EpiGePT is a transformer-based model for cross-cell-line prediction of chromatin states by taking long DNA sequence and transcription factor profile as inputs. With EpiGePT, we can investigate the problem of how the trans-regulatory factors (e.g., TFs) regulate target gene by interacting with the cis-regulatory elements and further lead to the changes in chromatin states. Given the expression profile of hundreds of TFs from a cellular context, EpiGePT is able to predict the genome-wide chromatin states given the cellular context.

Updates

  • A simplest tutorial on how to running ineference using the pretrained EpiGePT model (hg38 version) has been uploaded to here (2023-09-12).
  • The processed training data for an hg38 version, containing 105 cell types of EpiGePT, has been uploaded to the Download page. In addition, a detailed tutorial on the usage of this model can be accessed here (2023-09-05).

Table of Contents

Requirements

  • Pytorch-lightning==1.2.10
  • Pytorch==1.7.1
  • Python==3.6.9
  • Pyfasta==0.5.2

Install

EpiGePT can be downloaded by

git clone https://github.com/ZjGaothu/EpiGePT

Software has been tested on a Linux and Python 3.6 environment. A GPU card is recommended for accelerating the training process.

Running inference

This is a simplest tutorial on using the pre-trained EpiGePT model to predict epigenomic signals. As of September 2023, we have expanded the training data for EpiGePT to cover 105 cell types. All the data mentioned in this tutorial can be downloaded from the Download page. The purpose of this tutorial is to provide an example of how to use the pre-trained EpiGePT model to predict epigenomic signals for any genomic region and cell type. It's worth noting that this model has been updated to the hg38 reference genome.

import numpy as np
from model_hg38 import EpiGePT
from model_hg38.config import *
from model_hg38.utils import *

model = EpiGePT.EpiGePT(WORD_NUM,TF_DIM,BATCH_SIZE)
model = load_weights(model,'pretrainModel/model.ckpt')

SEQ_LENGTH = 128000
input_tf_feature = np.random.rand(1000, 711) # 711 TFs
input_seq_feature = np.zeros((1,4,SEQ_LENGTH))
predict = model_predict(model,input_seq_feature,input_tf_feature)
predict.shape # (BATCH_SIZE, Number of bins, Number of epigenomic profiles)
# (1,1000,8)

Users can prepare the tf expression, tf binding status, and sequence one-hot matrix in the above codes following the third section in detailed tutorial at the Tutorial page.

Reproduction

This section provides instructions on how to reproduce results in the original paper.

Data downloading

We provided Download_raw_data.sh for download RNA-seq data (.tsv), DNase-seq data (.bam) and ChIP-seq data (.bam) from the ENCODE project We pre-defined cell type ID from 1-37. After downloading the meta data from ENCODE website (head -n 1 files.txt|xargs -L 1 curl -O -L), one can run the following script:

bash Download_raw_data.bash  -c <CELL_ID> -r -c -d
-c  CELLID: pre-defined cell ID (from 1 to 55)
-r  download RNA-seq data (.tsv)
-d  download chromatin accessible readscount from DNase-seq data (.bam)
-c  download readscount from ChIP-seq data (.bam)
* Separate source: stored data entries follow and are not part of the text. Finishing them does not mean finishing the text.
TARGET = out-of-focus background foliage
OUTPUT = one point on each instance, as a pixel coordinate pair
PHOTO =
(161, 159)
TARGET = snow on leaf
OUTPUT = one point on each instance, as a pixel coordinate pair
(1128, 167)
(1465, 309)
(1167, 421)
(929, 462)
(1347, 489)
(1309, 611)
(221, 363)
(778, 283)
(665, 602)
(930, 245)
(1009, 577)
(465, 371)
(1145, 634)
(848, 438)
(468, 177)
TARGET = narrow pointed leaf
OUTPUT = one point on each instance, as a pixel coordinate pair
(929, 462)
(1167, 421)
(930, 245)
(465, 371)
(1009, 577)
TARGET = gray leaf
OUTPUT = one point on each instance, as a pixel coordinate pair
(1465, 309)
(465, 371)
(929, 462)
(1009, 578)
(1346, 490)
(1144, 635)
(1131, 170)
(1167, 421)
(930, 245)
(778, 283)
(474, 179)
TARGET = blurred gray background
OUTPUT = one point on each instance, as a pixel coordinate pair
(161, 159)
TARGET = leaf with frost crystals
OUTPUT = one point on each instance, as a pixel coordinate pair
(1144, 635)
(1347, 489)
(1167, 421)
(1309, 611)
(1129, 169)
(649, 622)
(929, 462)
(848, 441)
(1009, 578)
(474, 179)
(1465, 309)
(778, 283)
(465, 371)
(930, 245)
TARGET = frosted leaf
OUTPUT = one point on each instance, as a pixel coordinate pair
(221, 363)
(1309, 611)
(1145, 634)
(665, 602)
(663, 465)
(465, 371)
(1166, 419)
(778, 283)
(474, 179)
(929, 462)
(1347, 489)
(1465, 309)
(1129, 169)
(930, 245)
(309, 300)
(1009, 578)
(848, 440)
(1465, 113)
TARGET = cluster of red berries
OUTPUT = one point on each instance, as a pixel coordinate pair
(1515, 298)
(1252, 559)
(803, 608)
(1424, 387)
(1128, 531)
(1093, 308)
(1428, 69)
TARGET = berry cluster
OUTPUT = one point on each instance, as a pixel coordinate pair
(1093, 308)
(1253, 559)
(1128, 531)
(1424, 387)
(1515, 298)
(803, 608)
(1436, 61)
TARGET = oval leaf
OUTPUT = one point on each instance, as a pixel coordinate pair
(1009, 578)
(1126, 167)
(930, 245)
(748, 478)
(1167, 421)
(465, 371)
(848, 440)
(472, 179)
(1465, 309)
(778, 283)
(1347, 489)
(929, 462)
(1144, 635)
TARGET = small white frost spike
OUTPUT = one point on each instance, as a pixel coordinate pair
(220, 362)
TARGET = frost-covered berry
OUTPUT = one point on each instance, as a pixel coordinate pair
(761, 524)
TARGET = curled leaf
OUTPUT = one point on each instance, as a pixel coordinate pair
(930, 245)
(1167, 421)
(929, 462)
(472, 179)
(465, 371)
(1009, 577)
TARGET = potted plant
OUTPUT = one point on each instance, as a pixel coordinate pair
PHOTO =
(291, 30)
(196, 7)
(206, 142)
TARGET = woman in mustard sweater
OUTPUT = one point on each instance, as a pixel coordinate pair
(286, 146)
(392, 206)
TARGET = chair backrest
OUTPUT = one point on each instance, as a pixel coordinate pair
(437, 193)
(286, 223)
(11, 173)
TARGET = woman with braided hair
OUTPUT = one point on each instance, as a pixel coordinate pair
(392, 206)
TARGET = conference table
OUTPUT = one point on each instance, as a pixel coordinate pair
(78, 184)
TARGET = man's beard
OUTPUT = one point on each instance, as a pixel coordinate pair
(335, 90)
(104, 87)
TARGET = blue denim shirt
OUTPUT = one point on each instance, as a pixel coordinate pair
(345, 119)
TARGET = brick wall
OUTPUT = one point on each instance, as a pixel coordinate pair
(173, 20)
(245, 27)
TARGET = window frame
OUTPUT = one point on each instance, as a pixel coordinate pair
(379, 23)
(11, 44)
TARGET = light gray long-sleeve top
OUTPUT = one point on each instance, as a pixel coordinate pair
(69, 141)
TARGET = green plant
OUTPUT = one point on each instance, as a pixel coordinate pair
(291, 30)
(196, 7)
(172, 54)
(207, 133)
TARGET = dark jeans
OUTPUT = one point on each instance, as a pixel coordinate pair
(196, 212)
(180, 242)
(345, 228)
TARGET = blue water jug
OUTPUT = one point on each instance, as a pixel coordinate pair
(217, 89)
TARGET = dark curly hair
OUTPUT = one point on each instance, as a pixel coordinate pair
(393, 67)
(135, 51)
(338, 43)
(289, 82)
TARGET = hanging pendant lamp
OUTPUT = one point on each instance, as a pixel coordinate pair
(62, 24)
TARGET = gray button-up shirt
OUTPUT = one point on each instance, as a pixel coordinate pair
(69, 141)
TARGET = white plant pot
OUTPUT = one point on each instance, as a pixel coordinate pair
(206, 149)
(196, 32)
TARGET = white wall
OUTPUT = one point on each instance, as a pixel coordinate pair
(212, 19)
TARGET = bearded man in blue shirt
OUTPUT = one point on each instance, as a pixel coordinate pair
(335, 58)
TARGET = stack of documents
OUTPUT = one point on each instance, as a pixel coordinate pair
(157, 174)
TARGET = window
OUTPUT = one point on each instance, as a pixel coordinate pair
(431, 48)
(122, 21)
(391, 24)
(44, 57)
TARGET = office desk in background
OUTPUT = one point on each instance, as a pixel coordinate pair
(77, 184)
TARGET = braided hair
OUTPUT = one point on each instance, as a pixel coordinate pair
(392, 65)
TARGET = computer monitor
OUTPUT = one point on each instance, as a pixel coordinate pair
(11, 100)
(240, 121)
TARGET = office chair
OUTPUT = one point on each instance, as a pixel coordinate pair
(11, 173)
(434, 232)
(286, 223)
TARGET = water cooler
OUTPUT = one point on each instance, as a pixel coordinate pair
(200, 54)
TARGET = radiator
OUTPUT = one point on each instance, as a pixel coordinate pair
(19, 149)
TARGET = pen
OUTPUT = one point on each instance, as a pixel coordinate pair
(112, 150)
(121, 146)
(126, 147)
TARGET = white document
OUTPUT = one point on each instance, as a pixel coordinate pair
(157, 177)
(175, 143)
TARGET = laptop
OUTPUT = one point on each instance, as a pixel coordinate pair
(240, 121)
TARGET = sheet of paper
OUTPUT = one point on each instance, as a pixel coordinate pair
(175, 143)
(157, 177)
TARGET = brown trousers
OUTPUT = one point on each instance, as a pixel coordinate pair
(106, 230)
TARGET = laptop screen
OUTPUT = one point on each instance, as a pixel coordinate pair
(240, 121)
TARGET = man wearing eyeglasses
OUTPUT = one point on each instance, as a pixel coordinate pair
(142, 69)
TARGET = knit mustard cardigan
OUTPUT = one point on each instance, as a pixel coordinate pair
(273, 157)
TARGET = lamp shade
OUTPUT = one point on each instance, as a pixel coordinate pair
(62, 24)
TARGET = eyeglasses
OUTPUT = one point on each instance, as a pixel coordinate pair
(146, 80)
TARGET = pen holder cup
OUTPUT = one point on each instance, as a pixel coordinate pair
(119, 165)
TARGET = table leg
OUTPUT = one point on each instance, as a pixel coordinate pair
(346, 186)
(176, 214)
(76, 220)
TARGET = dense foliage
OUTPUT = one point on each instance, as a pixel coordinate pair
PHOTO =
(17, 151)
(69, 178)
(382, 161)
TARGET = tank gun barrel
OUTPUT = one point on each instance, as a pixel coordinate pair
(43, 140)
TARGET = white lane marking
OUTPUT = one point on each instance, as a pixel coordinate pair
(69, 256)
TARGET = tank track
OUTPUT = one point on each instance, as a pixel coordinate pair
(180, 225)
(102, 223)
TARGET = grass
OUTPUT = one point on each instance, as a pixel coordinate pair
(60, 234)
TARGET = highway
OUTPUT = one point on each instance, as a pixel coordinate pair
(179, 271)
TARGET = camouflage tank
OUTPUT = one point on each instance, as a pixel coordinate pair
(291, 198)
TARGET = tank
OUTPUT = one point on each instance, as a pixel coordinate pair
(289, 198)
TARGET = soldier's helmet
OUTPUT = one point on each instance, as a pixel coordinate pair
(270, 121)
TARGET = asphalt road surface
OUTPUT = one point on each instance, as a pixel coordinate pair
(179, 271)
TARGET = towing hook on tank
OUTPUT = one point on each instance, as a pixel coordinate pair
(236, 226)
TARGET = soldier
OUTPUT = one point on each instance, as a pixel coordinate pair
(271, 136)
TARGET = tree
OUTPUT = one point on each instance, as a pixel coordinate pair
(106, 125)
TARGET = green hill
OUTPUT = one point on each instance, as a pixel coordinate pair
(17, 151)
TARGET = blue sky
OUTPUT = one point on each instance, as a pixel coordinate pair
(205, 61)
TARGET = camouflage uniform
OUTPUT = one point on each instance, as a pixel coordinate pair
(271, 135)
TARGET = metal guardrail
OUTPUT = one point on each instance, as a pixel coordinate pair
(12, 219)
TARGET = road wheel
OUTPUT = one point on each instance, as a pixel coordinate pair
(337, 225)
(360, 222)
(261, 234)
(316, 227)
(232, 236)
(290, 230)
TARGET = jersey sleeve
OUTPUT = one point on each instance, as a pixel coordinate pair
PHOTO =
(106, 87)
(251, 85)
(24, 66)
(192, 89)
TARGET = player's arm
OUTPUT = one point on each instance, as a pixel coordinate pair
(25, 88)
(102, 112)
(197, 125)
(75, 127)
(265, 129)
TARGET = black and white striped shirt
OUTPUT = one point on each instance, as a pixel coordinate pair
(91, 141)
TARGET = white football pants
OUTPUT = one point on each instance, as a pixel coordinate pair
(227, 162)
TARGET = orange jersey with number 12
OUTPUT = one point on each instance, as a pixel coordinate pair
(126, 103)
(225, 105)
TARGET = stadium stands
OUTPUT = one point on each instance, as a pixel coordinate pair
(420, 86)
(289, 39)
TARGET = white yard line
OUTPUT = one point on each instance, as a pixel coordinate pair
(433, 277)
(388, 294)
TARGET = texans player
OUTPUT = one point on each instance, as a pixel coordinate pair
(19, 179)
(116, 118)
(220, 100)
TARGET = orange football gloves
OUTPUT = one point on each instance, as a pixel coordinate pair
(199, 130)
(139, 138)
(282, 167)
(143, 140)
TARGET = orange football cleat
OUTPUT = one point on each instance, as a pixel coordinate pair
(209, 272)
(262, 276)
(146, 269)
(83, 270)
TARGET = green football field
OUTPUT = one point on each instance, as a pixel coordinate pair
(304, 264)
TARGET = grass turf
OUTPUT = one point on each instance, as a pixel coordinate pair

one can also run bash Download_raw_data.bash -h to show the script instructions. Note that .bam files downloading may take time. After downloading the raw data, the raw data folder will be organized by cell-assay-experiment-file order. Note that each experiment may contain multiple replicates. See an example of the folder tree:

data/
    |-- raw_data/
    |   |-- 1/
    |   |   |-- dseq/
    |   |   |   |-- ENCSR000EIE/
    |   |   |   |   |-- ENCFF953HEA.bed.gz
    |   |   |   |   |-- ENCFF983PML.bam
    |   |   |   |-- ENCSR000ELW/
    |   |   |   |   |...
    |   |   |-- rseq/
    |   |   |   |-- ENCSR000BXY/
    |   |   |   |   |-- ENCFF110IED.tsv
    |   |   |   |   |-- ENCFF219FVQ.tsv
    |   |   |   |-- ENCSR000BYH/
    |   |   |   |   |...

Data preprocessing

After downloading the raw DNase-seq, RNA-seq and ChIP-seq data, you can align BAM files to the reference sequence to obtain read counts. Users can use the following command for alignment:

bash runme.sh

Then we merge multiple replicate of RNA-seq data by taking the average expression of each gene across replicates in a cell type. As for DNase-seq data and ChIP-seq data, we only keep bins that appear in more than half of the replicates with respect to a cell type. One can run the following scripts to merge relicates of both DNase-seq, ChIP-seq and RNA-seq data, and generate TF gene expression matrix (N x C where N is the number of TFs and C is the number of cell types).

Additionally, users can also obtain the motif binding score of motifscan results by homer tool.

python preprocess.py

As for the motif binding score, we conducted scanning of 711 transcription factors across the entire genome and integrated them into the EpiGePT-online platform, enabling users to directly perform predictions through the web interface. The file of genomic regions and samll demo data for motif score and target data can be found here.

Model training

The main python script train.py is used for implementing EpiGePT for predicting 8 epigenomic profiles. Model architecture for EpiGePT can be find in ./model/EpiGePT.py. Data loader or data sampler can be find in ./model/dataset.py.

One can run the following commond to train a EpiGePT model, the preprocessed data of TF expression value can be downloaded from the Supplementary Materials of EpiGePT, the motif score file and target data for training used in the paper can be download from the Download page of EpiGePT-online.

CUDA_VISIBLE_DEVICES=0 python train.py --train True  --num_train_region 10000 
[train]  --  whethre use train mode
[num_train_region]  --  number of genomic regions used for training
[cell_idxs_path] -- indexes of cell types used for training

Next, users can also train a EpiGePT model specially for the prediction of the chromatin accessibility (DNase-seq) by running the following commond.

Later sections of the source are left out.